Brett Johnstone
- Full name: Brett Andrew Johnstone
- Born: 22 April 1970 (age 55) Inglewood, Queensland, Australia

Rugby union career
- Position: Halfback

Super Rugby
- Years: Team / Apps / (Points)
- 1996–99: Queensland Reds

International career
- Years: Team / Apps / (Points)
- 1993: Australia / 1 / (5)

= Brett Johnstone =

Brett Andrew Johnstone (born 22 April 1970) is an Australian former rugby union international.

Johnstone was born in Inglewood, Queensland and attended Downlands College, where he played under the tutelage of ex-England national coach John Elders. One of Johnstone's 1st XV teammates at Downlands was Tim Horan.

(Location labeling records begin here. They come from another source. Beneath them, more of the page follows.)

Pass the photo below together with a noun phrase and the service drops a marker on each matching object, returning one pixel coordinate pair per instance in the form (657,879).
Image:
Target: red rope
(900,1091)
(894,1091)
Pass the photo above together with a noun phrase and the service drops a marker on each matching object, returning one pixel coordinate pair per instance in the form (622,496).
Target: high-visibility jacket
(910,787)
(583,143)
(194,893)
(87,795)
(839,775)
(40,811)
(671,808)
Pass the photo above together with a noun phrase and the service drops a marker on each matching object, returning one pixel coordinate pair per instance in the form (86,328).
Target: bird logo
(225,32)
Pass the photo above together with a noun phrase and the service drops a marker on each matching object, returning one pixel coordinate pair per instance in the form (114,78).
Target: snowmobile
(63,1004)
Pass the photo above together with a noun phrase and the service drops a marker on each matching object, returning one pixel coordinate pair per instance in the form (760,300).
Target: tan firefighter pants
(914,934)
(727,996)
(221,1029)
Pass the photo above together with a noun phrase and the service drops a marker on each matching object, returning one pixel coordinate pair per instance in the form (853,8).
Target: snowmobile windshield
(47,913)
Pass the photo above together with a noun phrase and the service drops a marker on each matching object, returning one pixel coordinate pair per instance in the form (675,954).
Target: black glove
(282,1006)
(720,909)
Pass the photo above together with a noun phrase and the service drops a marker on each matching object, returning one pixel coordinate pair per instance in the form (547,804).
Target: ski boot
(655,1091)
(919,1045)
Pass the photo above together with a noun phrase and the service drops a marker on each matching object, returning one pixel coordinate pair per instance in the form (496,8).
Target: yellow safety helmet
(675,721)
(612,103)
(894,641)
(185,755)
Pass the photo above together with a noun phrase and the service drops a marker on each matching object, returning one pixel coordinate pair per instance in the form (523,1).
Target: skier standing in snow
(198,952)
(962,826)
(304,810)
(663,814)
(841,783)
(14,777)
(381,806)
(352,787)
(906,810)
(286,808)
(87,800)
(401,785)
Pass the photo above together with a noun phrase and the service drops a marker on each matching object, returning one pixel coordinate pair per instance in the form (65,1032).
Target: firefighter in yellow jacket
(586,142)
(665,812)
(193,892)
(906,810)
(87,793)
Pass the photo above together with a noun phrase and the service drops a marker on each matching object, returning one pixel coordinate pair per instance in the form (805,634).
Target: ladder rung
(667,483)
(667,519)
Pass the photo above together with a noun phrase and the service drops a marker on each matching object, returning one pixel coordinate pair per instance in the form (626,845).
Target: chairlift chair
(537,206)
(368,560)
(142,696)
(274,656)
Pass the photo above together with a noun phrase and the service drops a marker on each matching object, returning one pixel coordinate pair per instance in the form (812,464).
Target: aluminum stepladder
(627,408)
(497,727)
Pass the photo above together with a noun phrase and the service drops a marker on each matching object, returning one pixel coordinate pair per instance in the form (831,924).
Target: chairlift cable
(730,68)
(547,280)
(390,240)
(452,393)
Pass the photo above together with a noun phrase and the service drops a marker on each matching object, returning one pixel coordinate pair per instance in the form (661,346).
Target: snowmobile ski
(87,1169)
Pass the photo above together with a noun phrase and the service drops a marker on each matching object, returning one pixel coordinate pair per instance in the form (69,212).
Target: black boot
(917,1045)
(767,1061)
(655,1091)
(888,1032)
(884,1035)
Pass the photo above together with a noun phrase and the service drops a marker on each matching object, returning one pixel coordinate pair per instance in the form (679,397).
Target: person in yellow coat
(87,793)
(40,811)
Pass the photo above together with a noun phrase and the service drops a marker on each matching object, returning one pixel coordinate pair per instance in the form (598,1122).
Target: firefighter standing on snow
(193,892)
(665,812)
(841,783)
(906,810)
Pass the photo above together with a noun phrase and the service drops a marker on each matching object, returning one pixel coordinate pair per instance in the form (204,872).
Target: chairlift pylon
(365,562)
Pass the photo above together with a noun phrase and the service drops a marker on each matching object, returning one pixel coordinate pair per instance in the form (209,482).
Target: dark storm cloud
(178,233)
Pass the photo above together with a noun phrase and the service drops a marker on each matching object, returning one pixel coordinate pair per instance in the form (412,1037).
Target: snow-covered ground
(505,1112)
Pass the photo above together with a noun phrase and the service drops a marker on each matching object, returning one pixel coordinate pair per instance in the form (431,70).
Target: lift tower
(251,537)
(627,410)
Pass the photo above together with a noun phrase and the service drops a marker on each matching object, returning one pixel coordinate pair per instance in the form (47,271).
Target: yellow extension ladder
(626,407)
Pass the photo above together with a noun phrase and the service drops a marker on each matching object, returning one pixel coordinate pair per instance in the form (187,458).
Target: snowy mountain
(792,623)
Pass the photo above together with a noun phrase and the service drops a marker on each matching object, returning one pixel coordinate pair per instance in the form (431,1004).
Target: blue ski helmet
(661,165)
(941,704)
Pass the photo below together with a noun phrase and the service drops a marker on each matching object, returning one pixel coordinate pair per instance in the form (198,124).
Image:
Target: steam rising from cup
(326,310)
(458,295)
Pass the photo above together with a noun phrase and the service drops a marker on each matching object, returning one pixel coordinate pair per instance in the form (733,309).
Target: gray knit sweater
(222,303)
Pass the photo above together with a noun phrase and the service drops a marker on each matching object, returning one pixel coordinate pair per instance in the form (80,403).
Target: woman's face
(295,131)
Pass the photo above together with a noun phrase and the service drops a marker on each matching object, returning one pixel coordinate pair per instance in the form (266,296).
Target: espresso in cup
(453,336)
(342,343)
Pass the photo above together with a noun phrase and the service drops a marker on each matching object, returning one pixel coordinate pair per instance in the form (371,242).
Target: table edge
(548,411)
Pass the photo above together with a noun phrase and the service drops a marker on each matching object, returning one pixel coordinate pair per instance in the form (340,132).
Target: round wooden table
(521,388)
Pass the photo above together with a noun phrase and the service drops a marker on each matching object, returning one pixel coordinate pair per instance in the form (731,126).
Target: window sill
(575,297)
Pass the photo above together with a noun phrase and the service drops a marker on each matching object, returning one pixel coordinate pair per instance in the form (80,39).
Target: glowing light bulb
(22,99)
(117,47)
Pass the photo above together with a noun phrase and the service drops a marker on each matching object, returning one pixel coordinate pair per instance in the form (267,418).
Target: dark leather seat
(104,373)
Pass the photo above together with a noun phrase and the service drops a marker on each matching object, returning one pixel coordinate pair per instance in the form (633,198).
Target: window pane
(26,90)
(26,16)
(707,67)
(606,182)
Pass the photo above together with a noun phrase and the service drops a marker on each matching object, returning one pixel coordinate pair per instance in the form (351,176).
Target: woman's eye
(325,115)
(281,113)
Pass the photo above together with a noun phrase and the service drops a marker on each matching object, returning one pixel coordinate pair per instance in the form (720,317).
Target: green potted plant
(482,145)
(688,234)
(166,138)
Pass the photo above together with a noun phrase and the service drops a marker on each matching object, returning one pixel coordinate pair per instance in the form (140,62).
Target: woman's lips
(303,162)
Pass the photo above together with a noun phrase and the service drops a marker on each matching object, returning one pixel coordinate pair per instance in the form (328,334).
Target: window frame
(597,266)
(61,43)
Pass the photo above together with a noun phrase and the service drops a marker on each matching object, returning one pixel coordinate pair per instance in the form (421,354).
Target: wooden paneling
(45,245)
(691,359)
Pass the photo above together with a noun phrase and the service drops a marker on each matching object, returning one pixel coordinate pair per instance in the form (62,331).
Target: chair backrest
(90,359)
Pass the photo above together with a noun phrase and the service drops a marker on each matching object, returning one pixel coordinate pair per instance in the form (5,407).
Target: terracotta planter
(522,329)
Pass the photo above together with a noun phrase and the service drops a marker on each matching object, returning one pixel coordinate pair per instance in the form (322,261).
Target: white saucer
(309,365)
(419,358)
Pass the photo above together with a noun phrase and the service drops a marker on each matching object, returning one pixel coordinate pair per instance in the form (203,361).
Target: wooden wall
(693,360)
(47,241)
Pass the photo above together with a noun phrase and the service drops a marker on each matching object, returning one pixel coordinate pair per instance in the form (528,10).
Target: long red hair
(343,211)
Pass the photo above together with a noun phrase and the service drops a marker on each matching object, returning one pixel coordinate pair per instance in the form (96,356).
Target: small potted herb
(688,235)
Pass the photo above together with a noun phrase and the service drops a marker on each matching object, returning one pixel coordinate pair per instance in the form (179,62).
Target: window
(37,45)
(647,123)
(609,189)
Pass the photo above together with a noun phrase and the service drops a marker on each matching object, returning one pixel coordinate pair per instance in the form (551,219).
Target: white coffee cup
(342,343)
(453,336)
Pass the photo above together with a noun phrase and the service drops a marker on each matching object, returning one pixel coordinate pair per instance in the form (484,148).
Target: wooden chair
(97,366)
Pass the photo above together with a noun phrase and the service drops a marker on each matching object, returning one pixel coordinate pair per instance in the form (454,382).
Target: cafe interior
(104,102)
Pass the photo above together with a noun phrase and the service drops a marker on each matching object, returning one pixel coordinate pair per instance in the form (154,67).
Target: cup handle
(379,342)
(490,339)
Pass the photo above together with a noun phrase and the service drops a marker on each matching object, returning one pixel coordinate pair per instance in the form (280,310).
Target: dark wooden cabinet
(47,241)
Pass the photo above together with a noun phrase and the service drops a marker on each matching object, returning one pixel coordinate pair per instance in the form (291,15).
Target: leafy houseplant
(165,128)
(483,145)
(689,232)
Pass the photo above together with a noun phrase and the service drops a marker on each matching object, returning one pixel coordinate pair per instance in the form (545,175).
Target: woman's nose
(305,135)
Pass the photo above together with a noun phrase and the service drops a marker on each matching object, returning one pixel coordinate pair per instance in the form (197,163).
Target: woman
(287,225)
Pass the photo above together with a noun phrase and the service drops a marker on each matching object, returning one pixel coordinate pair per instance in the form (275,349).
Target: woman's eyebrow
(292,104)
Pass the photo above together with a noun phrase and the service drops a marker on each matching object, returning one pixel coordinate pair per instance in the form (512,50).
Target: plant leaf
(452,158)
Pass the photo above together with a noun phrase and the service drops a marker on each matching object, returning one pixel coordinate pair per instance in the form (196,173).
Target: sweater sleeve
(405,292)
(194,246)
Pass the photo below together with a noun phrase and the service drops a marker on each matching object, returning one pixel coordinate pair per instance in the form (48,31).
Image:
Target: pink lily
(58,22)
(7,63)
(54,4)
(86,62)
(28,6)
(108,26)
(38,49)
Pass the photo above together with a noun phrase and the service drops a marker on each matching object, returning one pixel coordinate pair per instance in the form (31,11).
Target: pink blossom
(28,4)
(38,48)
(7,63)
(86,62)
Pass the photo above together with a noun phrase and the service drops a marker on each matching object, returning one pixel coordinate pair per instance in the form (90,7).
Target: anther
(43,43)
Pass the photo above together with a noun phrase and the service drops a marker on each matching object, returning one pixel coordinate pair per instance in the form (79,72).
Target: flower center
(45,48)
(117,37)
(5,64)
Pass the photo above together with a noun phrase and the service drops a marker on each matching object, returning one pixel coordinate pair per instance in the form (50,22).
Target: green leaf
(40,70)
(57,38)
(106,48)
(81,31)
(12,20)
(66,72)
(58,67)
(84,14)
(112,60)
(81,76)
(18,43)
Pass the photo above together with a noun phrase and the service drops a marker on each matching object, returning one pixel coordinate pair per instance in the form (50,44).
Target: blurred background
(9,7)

A halfback, Johnstone was drafted into the national side in 1993 as an understudy to Peter Slattery. He got his opportunity in that year's Test against Tonga in Brisbane, when he was substituted on for an injured Slattery and scored a debut try for the Wallabies. For the end of year overseas tour, he was overlooked in favour of Mark Catchpole as the reserve scrum-half and didn't earn any further caps.

Johnstone was capped 71 times for the Queensland Reds during the 1990s. In 1995, he had an important role in the side's Super 10 title, scoring a 70-metre intercept try in the second half of the final against Transvaal. He also played some rugby union in South Africa for the Lions in the Currie Cup.